Notes de Prod. : État d'élue

Françoise Verchère, l’insurgée d'Etat d'élue

« Lorsqu’on présente un projet soutenu par des convictions, il faut savoir le défendre jusqu’au bout, quitte à ne pas être élu ! »

En un temps où le clientélisme semble de mise, ces mots sortis de la bouche d’une élue, Françoise Verchère, ont de quoi bousculer plus d’un baron de la politique. La vertu ne pourrait elle faire bon ménage avec une pratique de terrain ? Pour leur part, les électeurs semblent apprécier l’intégrité de cette femme politique.

Depuis 1993 Françoise Verchère est régulièrement élue dès le premier tour à la tête de la Mairie de bouguenais et du canton.
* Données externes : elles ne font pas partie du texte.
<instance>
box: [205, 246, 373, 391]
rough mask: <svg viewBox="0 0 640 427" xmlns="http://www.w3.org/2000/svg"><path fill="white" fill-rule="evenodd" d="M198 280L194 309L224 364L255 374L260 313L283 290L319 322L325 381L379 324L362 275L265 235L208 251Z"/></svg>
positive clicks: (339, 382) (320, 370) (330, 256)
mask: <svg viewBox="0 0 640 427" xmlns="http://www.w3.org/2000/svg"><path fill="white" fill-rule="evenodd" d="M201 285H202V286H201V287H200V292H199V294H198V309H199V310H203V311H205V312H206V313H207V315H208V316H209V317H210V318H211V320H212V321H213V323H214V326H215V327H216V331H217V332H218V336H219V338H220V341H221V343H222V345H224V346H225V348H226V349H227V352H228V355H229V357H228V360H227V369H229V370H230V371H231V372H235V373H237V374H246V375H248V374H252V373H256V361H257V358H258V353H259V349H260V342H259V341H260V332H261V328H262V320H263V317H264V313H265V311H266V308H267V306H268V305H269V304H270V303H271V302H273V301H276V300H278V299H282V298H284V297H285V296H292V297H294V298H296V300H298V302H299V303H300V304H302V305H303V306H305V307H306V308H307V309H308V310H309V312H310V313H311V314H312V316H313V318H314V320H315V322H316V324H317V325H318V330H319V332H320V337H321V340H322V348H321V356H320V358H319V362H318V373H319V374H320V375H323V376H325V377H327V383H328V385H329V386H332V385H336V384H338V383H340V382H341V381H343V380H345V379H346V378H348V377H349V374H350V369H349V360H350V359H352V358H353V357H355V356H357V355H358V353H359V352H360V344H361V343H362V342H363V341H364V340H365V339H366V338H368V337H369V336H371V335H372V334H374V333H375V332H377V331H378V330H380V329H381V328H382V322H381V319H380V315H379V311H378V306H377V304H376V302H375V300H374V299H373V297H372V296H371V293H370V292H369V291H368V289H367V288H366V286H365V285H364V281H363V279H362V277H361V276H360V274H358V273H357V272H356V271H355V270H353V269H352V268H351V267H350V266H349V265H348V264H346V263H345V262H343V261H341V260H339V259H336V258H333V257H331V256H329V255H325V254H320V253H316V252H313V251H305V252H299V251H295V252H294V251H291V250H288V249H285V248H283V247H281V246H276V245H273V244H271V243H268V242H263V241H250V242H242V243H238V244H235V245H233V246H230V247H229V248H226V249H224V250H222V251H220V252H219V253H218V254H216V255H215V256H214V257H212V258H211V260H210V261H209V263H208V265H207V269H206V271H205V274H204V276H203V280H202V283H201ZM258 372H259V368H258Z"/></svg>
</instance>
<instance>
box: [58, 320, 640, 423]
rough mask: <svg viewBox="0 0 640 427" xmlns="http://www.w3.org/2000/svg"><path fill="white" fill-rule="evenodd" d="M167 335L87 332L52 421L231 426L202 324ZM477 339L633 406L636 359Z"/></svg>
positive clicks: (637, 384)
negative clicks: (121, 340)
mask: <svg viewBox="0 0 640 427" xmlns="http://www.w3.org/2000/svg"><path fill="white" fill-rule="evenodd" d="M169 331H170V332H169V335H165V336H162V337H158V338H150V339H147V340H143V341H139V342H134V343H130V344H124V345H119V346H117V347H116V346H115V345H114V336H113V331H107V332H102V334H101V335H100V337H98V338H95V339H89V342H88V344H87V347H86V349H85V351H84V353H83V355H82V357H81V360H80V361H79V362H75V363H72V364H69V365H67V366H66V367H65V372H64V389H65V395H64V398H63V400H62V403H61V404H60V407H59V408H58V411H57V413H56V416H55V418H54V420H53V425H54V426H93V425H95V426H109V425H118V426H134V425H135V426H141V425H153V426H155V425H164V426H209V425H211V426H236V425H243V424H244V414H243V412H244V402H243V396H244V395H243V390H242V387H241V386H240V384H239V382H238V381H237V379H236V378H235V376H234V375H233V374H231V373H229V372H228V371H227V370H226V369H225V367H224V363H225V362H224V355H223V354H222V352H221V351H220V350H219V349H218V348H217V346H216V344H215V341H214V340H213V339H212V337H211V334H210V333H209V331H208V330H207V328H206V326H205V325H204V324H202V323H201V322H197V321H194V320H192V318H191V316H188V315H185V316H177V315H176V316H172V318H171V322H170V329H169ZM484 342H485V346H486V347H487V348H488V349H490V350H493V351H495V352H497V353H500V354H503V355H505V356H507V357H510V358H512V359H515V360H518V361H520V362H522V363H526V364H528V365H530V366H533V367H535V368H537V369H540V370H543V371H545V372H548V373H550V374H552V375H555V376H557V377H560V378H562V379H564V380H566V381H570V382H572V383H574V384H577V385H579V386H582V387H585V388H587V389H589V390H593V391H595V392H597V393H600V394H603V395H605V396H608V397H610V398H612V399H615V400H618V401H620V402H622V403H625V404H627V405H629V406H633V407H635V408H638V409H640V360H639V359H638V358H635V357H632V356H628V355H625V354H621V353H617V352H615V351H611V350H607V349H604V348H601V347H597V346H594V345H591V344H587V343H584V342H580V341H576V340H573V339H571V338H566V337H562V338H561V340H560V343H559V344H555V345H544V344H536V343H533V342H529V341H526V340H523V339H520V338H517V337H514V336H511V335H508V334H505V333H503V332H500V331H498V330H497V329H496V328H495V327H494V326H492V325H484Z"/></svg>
Elle est actuellement Vice-Présidente du Conseil Général de Loire Atlantique, déléguée à l’environnement. née en décembre 1955, d’une mère institutrice et d’un père sidérurgiste en Lorraine, le hasard l’a conduite dans la région nantaise. Ancienne élève de normal sup, agrégée de lettres classiques, après sa première élection à la mairie elle a tenu à poursuivre sa tâche de professeur de français : « Être élu est un engagement, pas un métier. »
Lutter contre l’ordre établi, contre l’absurde et l’injuste, guideront son engagement. Critique, elle le sera y compris à l’intérieur de son propre parti et des pratiques politiciennes de tous bords : « Pour un bon nombre d’élus, l’intérêt personnel, l’ambition, passent avant les convictions. »

C’est sur son propre nom, en toute indépendance, qu’elle est élue Conseillère Générale en 2008. « Ce sera mon dernier mandat. Je le consacrerai principalement à l’environnement. » Appréciée pour son engagement et son honnêteté, elle séduit aussi par ses bons mots : « Les politiques ont souvent de l’esprit, mais très peu d’humour. L’humour est incompatible avec l’hypertrophie de l’ego. »
Derrière les mots d’esprit, l’élue Chargée de L’Environnement a aussi une rigueur intellectuelle et une éthique qui ne font pas sourire les notables qui se confrontent à elle. Lorsque technocrates et politiques oublient l’Environnement au nom de la Production, elle en appelle à l’opinion publique.

« Si on veut me faire avaler des choses  qui s’opposent à mes convictions, je démissionnerai de ma charge. Pour être libre il ne faut rien devoir »

Entretien avec Françoise Verchère et Luc Decaster, à propos d'Etat d'élue

Peut-on vous demander comment s’est déroulée votre rencontre et de quelle  manière elle a donné lieu à un film ?
Luc Decaster : Je connais Françoise depuis six ans. Elle est la femme de l’un de mes amis d’enfance. Lorsque j’accompagnais la sortie de mon film précédent « Rêve d’usine », je logeais parfois chez eux. État d’élue est d’ailleurs dédié à cet ami, Jean, malheureusement disparu. Ces amitiés se tiennent dans un cadre particulier : je viens d’un milieu communiste, Françoise était socialiste.